1. Allyson Mitchell Lesbian Sasquatches Paul Petro Toronto
Walking into the narrow spaces at Paul Petro, the three eight foot sasqutches, the fake fire, and the elaborate wall hangings seduce with well-crafted oddness. Thinking about the work fully, one realized the epic theory about gender, history, sexuality and personae that exudes. Best one-two punch of the entire year.

2. Justine Cooper. Trophies, Online at http://www.kashyahildebrand.org/newyork/upcoming/exhibition014.html
There is a certain thrill in the whole behind the scene shtick, w. its moody, theatrical lighting dramatizes cold museums. That is a relatively easy thing to do. The best thing about this one photo though, with its dozens of stags and sheep trophies, is how it refuses the differences between sports and science, the implications of taxonomy, and the aesthetics of death that permeates these places. It also makes it look like some kind of pagan temple.

3.Paul Freeman MFA Show, FAB Gallery. Edmonton
His repurposing of kitsch decorative elements, into transhuman horrors are politically and aesthetically radical.

4. Sammy Harkham—Poor Sailor
A small, smart, comic. Features Farmers, Pirates, Amputations and Axe work, exciting and solemn in equal measure, with some of the best uses of blankness and silence in recent memory.

5. Tabloid Photos, Daily Mail, Kate Moss
Amidst all the sound and fury about her as a bad mother, and the obviousness of supermodels doing drugs, critics forgot three things.
a) The photos themselves were well composed, with the coke in the middle, and Kate hovering over it, had enough of a crowded/blank, light/dark chicoursou.

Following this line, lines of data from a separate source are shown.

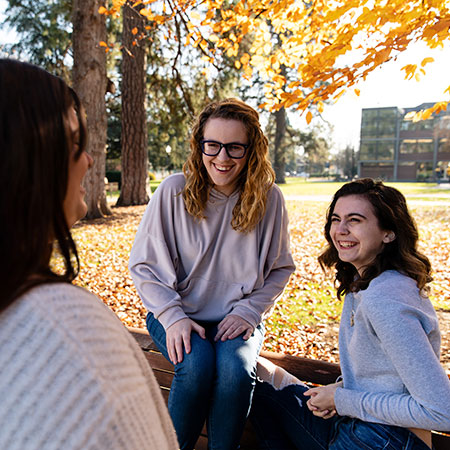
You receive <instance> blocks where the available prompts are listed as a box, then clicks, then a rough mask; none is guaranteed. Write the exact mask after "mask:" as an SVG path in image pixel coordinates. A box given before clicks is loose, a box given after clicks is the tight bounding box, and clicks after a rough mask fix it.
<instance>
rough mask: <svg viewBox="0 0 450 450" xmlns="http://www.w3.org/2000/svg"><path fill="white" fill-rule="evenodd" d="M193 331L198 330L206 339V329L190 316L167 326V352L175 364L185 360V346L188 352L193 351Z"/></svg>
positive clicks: (199, 332) (172, 360)
mask: <svg viewBox="0 0 450 450" xmlns="http://www.w3.org/2000/svg"><path fill="white" fill-rule="evenodd" d="M192 331H196V332H197V333H198V334H199V336H200V337H201V338H202V339H205V337H206V335H205V329H204V328H203V327H201V326H200V325H199V324H198V323H196V322H194V321H193V320H191V319H189V318H186V319H181V320H179V321H178V322H175V323H174V324H172V325H170V327H169V328H167V330H166V346H167V353H168V354H169V359H170V360H171V361H172V363H173V364H178V363H180V362H182V361H183V346H184V349H185V350H186V353H191V333H192Z"/></svg>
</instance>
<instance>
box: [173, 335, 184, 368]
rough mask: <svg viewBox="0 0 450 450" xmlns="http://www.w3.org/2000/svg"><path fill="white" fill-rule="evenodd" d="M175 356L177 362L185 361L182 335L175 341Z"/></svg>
mask: <svg viewBox="0 0 450 450" xmlns="http://www.w3.org/2000/svg"><path fill="white" fill-rule="evenodd" d="M175 354H176V356H175V358H176V361H177V364H178V363H180V362H182V361H183V339H182V338H181V337H178V338H177V340H176V341H175Z"/></svg>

It was almost classical.
b) The lighting, and the lo-fi paparazzi aesthetic, had a skuzzy charm, made even better with thoughts of ubiquitous surveillance culture.
c) The triumph of vernacular, digital photography. When camera phones and amateurs do the best celeb shots, there has been a seismic shift in the way of looking at the famous.
6. Christian Patterson's Blog
He is an emerging photographer, in the Shore/Eggleston vein, but one of the strongest of that sort. His blog regularly updates, but has a stern editing process, that doesn't overwhelm with thousands of things that look the same.

7. Mark Chamberlain Batman and Robin
The best thing about this work is that it is a fine art history of low art eroticism. Batman and Robin fucking has been a staple of the Tijuana bibles a few years after the first image, and there has been a concurrent shadow history of this eroticism ever since. Chamberlain comments on the clichés, the mirror stage stripping, and the tension of these two thoughts. A law suit made him famous, but the work is stronger then that.

8. Personal Alphabet No.3 by Jose Parla
A garish, sort of ugly, high end area rug, made of scrawled graffiti.

9. Sol LeWitt Installation AGO
The bad thing was that it was in the ersatz gift shop. The best thing about this winding rainbow is how over the top camp it was—Sol LE Witts move away from minimal rigor is stranger and stronger—and this is the wildest yet. Looked like it belonged on a teenage girls bedroom, to complete a unicorn and pink ruffle motif, and that is a good thing.

10. Danielle MacDonald, Ceiling Paintings, Toronto
A painter in her fourth year at OCAD, her functioning between sign and signifier work without the usual pomo theory claptrap. How she exchanges meanings between photographs and paintings, her colour sense, and her realism pushed into hyper-drive, made me excited about painting in a new way.